Chandler was especially impressed by Jimmy James's performance of the Tim Rose song "Hey Joe", offered to be his manager and invited him to London. James asked Chandler if he could introduce him to Eric Clapton and Jeff Beck, and that clinched the deal.
Chandler had already decided to stop playing himself. "I was never that good on bass guitar," he confessed. He brought his new find, now renamed Jimi Hendrix, to London in September 1966, and recruited Mitch Mitchell and Noel Redding to form Hendrix's new group The Experience. He also formed a partnership with The Animals' manager Mike Jeffery to look after Hendrix's business affairs for the next two years.
Chandler eventually produced all Hendrix's hit singles including "Hey Joe", "Purple Haze", and "The Wind Cries Mary" and his first two albums, Are You Experienced and Axis: bold as love.
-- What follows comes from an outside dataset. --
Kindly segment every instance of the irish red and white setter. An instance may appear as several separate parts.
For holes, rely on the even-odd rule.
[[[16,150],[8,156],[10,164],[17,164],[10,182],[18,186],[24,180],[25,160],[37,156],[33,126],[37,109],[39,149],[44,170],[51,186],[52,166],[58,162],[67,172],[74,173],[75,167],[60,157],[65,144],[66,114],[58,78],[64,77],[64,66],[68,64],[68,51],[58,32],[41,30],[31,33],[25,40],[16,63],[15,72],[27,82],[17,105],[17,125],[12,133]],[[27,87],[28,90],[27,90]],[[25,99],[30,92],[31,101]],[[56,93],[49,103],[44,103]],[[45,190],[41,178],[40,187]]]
He first presented The Experience at a series of London showcase gigs where Mick Jagger and Paul McCartney were among the stars who flocked to see Hendrix kitted out in Afro hairstyle and military uniform.
When The Experience played with The Walker Brothers at the Finsbury Park Astoria in London, Hendrix and Chandler debated how they could liven up their act.
The journalist Keith Altham said that as Pete Townshend smashed up his guitar, it was a pity Hendrix couldn't set his on fire: "Chas immediately ordered his roadie Gerry Stickells to get some lighter fuel. Jimi only ever set fire to his guitar three times but it made history."
In 1968 Chandler quit as Hendrix's manager half way through the Electric Ladyland album sessions, fed up with endless re-recording and the surfeit of hangers-on in the studio. He fell out with Jeffery over the way Hendrix's career was being handled, and in 1969 returned to London to his Swedish wife Lotta, who was expecting their first child. Shortly afterwards he set up Montgrow Productions with Robert Stigwood.
Their aim was to find and develop new talent but Stigwood didn't share Chandler's enthusiasm for his next discovery, the Wolverhampton band Slade, and pulled out, leaving Chas Chandler as their sole manager. He paid off their previous management with pounds 100 and encouraged the adoption of a skinhead look, with cropped hair and bovver boots. Slade's lead singer Noddy Holder said that the band "worshipped" Chandler for the way he had transformed their fortunes.
Under his guidance they became of the most prolific hit makers of the 1970s - their singles included "Coz I Luv You" (1971) and "We've Got to Get Out of this Place" (1972) - though they failed to gain American success. In 1979 he withdrew from management and formed his own record label Barn Productions. At the same time he separated from his first wife, and left London to retire to Newcastle, where he married his second wife, Madeleine Stringer, a former Newcastle beauty queen.
In 1983 he became part of the re-formed Animals, and had to relearn the bass guitar. It was not a happy experience. The group spent most of the time arguing and at one point Chandler was seen grabbing Eric Burdon by the scruff of the neck.
In recent years he helped local bands in the North East to record their own music, and he also set up in business with architect and saxophonist Nigel Stranger. They established Park Arena Ltd, which developed the 10,500- seater Newcastle Arena, the largest sports and entertainment venue in the north-east. It opened last year after nine years work, and has already featured artists such as Neil Diamond, David Bowie and Pulp.
A big-built man who liked to drink and smoke, he had, said Keith Altham "enormous drive and self-belief. It was that enthusiasm that helped both Jimi Hendrix and Slade become stars. He'd just tell everyone: 'They are the best in the world!'"
Bryan "Chas" Chandler, bass player, manager and record producer: born Newcastle upon Tyne 18 December 1938; married twice (two sons, two daughters); died Newcastle 17 July 1996.